Terwijl wetenschappers, kunstenaars en filosofen hun hoofden hierover buigen en Nick Cave nog even kraakhelder uitlegt waarom kunstmatige intelligentie nooit een goed nummer zal schrijven, stelt SETUP een vraag die mens en machine met elkaar verbindt in plaats van tegen elkaar uitspeelt: hoe werken we complementair samen en zorgen we dat mens en robot samen slimmer zijn dan los van elkaar?

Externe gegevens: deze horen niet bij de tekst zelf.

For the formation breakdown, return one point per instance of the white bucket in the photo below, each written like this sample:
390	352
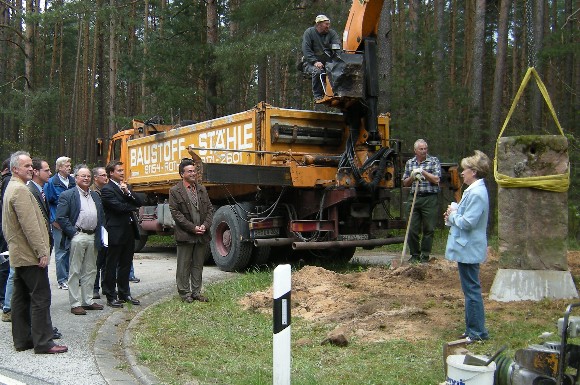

Om dat te onderzoeken ontwikkelen we in samenwerking met kunstenaar Casper de Jong en ProtoSpace de ultieme pottenbakrobot-experience. Geen efficiënte kleimachine die jouw creativiteit uit handen neemt en je naar huis stuurt met een perfect uitgebalanceerde asbak voor je oma. Maar een ervaring waarbij je een complementaire samenwerking aan den lijve kunt ervaren.
Laat mens en machine elkaar elders maar de tent uitvechten en kom gezellig smeltkroezen met onze pottenbakrobot. Misschien willen jullie daarna —net als in de pottenbak-scène uit de romantische thriller Ghost (1990)— niet meer zonder elkaar.